Stencil Size & Color

Chances are you can make almost any design work for your particular needs. Larger wall spaces, darker rooms and higher ceilings allow the use of stronger designs and coloring. Smaller panels or walls, lighter rooms and lower ceilings generally do better with smaller or simpler designs and softer hues.

Breaking the stencil designs into five categories may help with your decision regarding the size of the pattern, depending on whether you plan to use the application on table linens, walls or some other creative endeavor.

Petite Stencils ~ Although these designs average only one to two inches in height, they can be used in a variety of ways. Table runners and other linens may first come to mind, but these designs could have originally been used for accenting frames, women’s accessories and other smaller decorative items. You may also consider this size for panel work or to enhance crown molding.

Small Stencils ~ Running between two to four inches, this group of designs work well in areas where a smaller design is needed. Suitable for stenciling window curtains and larger table linens, these designs also work well for creating ceiling panels. Another excellent use for this size of stencil is to accent crown molding or run it continuously around a room with lower ceilings.

Medium Stencils ~ The most versatile size of stencils, these designs range from around four to eight inches and work as well for eight-foot ceilings and larger curtains, as they do for filling smaller frieze areas. Another good option is to run them above or below picture rails in bedrooms, or any room where the rails are the only wood treatment on the walls.

Large Stencils ~ Larger rooms, especially ones with high ceilings, are perfect environments for bigger designs, which would be anything over nine inches in height. Portieres, either in conjunction with – or as stand alone applications – are also beautiful ways to bring these designs to life. If one of these designs is desired and you have a small room in mind, consider stenciling one dominant wall or applying more muted and softer colors.

Spot & Panel Stencils ~ Spot stencils are just what they sound like, a spot of design rather than a repeating border. Panel Stencils are designed to fit in areas like the wood trimmed panels in a Bungalow dining room. They are usually quite easy to adjust to any desired length.
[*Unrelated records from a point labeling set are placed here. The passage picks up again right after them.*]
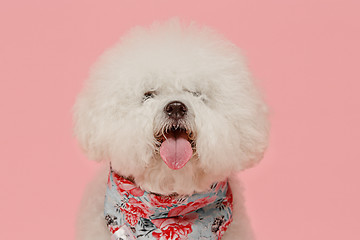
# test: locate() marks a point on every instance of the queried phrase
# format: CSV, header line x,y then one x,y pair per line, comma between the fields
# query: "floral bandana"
x,y
132,213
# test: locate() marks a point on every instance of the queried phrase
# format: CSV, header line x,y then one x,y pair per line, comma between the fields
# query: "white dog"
x,y
174,111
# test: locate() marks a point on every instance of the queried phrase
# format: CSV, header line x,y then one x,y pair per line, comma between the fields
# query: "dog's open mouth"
x,y
176,147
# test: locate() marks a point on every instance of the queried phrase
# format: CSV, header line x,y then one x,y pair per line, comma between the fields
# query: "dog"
x,y
174,113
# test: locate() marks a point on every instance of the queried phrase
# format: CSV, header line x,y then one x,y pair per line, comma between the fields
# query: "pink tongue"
x,y
176,150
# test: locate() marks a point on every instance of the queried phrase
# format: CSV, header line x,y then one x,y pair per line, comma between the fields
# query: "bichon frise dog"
x,y
173,110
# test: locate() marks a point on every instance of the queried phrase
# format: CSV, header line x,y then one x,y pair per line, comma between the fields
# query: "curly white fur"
x,y
114,121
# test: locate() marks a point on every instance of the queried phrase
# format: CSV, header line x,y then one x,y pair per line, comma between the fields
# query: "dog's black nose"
x,y
175,110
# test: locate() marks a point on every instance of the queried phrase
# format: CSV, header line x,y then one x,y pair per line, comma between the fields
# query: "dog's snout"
x,y
175,110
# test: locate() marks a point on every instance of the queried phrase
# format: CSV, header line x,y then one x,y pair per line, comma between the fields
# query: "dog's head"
x,y
173,107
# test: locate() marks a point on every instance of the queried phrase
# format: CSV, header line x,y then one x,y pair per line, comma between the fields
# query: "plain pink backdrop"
x,y
304,52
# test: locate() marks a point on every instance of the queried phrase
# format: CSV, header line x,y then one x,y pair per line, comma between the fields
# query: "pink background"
x,y
305,52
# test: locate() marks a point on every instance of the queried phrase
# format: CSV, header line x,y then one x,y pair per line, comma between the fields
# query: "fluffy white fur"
x,y
114,123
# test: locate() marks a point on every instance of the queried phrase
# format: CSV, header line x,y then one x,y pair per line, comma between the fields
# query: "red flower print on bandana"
x,y
174,228
134,210
126,187
162,201
191,206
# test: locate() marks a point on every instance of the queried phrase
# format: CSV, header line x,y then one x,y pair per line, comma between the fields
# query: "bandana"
x,y
132,213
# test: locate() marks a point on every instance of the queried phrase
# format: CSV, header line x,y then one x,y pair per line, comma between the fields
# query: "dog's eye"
x,y
148,95
195,94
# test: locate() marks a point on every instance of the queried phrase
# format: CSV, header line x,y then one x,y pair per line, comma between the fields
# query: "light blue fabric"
x,y
147,215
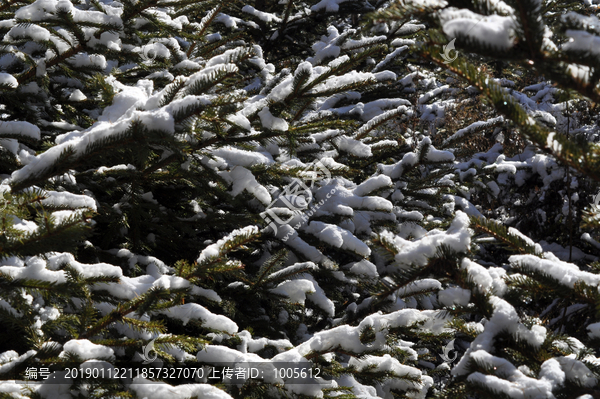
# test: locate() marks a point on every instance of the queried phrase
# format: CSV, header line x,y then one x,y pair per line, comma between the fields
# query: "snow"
x,y
263,16
25,129
567,274
271,122
494,30
338,237
86,350
145,388
243,179
193,311
417,252
454,296
215,250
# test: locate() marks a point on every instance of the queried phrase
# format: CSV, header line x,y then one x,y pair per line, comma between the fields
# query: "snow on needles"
x,y
494,30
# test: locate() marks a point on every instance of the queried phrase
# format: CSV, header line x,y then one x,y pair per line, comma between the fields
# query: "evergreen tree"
x,y
260,184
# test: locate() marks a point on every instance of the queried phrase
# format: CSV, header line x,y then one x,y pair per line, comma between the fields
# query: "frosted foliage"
x,y
172,147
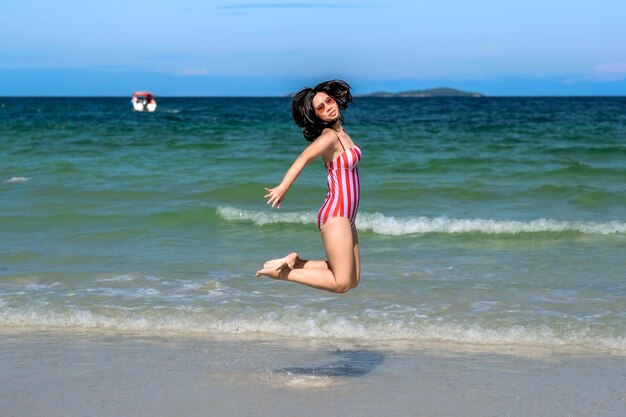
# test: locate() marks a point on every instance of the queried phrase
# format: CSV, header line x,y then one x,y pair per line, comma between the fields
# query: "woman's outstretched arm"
x,y
276,195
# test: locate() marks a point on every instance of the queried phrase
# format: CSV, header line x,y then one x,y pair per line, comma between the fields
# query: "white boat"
x,y
143,101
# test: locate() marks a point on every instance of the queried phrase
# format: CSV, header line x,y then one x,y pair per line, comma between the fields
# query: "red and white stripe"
x,y
344,187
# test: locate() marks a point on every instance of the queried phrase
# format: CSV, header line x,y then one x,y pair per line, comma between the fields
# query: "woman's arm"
x,y
319,146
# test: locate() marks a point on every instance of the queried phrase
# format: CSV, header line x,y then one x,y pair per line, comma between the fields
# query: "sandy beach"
x,y
100,374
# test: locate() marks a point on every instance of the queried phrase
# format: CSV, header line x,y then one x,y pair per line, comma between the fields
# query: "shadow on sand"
x,y
349,363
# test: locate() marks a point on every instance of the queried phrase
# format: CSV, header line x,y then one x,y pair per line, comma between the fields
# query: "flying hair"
x,y
303,112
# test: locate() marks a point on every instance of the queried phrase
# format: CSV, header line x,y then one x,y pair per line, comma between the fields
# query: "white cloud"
x,y
194,71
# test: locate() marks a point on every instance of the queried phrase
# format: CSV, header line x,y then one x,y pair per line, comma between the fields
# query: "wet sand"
x,y
98,374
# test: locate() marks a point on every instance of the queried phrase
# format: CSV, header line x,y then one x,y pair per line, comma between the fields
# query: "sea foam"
x,y
318,325
398,226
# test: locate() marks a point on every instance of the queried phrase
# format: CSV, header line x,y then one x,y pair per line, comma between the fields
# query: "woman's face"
x,y
325,107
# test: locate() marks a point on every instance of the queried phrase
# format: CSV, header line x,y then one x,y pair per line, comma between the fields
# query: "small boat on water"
x,y
143,101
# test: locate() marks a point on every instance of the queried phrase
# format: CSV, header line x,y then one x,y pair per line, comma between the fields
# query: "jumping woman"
x,y
317,112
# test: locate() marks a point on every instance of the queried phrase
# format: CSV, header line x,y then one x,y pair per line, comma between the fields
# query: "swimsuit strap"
x,y
344,149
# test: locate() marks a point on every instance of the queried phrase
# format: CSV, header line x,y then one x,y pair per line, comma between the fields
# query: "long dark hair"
x,y
303,112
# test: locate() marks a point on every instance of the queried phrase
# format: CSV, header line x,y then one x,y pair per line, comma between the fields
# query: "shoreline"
x,y
93,373
442,347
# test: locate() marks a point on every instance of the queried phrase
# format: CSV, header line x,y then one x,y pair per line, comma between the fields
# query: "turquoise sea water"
x,y
487,221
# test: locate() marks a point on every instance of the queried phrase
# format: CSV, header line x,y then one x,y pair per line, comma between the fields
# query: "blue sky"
x,y
257,48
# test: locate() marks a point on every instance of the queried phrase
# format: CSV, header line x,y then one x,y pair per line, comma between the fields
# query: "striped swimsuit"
x,y
344,187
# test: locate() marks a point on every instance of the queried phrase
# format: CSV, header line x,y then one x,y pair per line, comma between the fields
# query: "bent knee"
x,y
345,286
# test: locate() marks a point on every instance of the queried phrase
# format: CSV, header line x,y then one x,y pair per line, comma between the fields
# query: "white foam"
x,y
319,325
398,226
16,180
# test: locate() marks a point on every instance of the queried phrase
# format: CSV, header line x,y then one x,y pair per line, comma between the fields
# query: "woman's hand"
x,y
275,195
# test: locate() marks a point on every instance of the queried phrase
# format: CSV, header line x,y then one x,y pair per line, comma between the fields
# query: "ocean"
x,y
483,222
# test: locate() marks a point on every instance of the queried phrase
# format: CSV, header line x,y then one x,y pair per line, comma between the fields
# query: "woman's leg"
x,y
293,261
342,270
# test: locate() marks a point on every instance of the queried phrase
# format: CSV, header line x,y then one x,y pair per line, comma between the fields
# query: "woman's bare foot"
x,y
279,271
290,260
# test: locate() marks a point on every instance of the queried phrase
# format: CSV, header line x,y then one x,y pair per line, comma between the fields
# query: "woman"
x,y
317,111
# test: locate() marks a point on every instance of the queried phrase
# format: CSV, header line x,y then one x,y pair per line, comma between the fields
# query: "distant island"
x,y
433,92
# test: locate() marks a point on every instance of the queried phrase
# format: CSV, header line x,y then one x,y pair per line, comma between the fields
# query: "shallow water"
x,y
486,221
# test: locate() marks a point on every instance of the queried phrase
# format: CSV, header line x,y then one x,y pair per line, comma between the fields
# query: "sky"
x,y
272,48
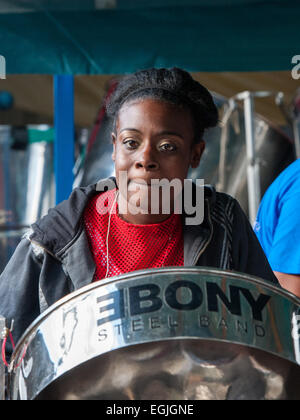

For more handy tips that can be used to help you choose colors that go well together see the fun section “Color Your World” pages 62-71 of our book, Stenciling the Arts & Crafts Home.

The first color you will have to decide on will be the color of your wall. Don’t just assume white, off-white or some pale tint of color will be the best option. Instead, ask yourself a few questions. What size is the room? What time of the day does this room get the most use and who will be using it? Consider the direction the room faces and will the amount of natural light it receives make a difference? Here are a few guidelines you can follow, but if you really want a periwinkle bathroom, you can have one, you just may alter how much the periwinkle dominates the room by how you answer these simple questions.

Color can also affect the appearance of a room in others ways. For example an 11-foot high ceiling can handle a darker color that gives it the illusion of being not quite as high, but you probably won’t want to use that same dark color on a low ceiling in a finished basement. I have a odd little bathroom in my office that has white painted wainscot paneling to about 4.5 ft and 11 ft ceilings. It is like a shoebox on end. To bring the ceiling down, the walls above the wainscot and the ceiling are painted the same color, which is darker than the white wainscot. To bring it even lower, a tall stencil design is painted right above the wainscot. All of this fools the eye, keeping it from being drawn endlessly upward. Had I run a border around the top of the wall, it would have only emphasized the disproportional height and more likely than not, gotten lost in the process.

Here’s an old interior designer trick. Consider working off the colors from something that will be in the room, say the drapery or upholstery fabrics, or a collection of pottery. It is much easier to match the paint for your wall to an item than to find the perfect item to match your unusual shade of magenta. Painting the walls the same as the background of some fabric and incorporating the other fabric colors into a stencil and other decorative items in the room works wonderfully. It’s a simple way to pick out a color scheme.

Color wheels can be a helpful guide to selecting color combinations. Sometimes colors that you would not believe could possibly work together can produce wonderful results. If you are uncertain about your combination, buy and extra color or two and play with the various colors on paper until you get the combination you love. Just keep in mind that unless you are going with a monochromatic scheme, your colors will look best if they are in the same value range.

By now, you likely have all kinds of ideas spinning around in your head and you are even more confused about picking out colors than when we started. Take a hike, literally. The whole idea surrounding the decorative arts of the Arts and Crafts Movement was to incorporate the soothing effects of nature into the home. Go visit Mother Nature and observe her in a whole new way. Check out the trees, the rocks, and the water. What colors dominate the landscape? When you start paying attention to the colors that surround you, you’ll be surprised how talented that old girl is.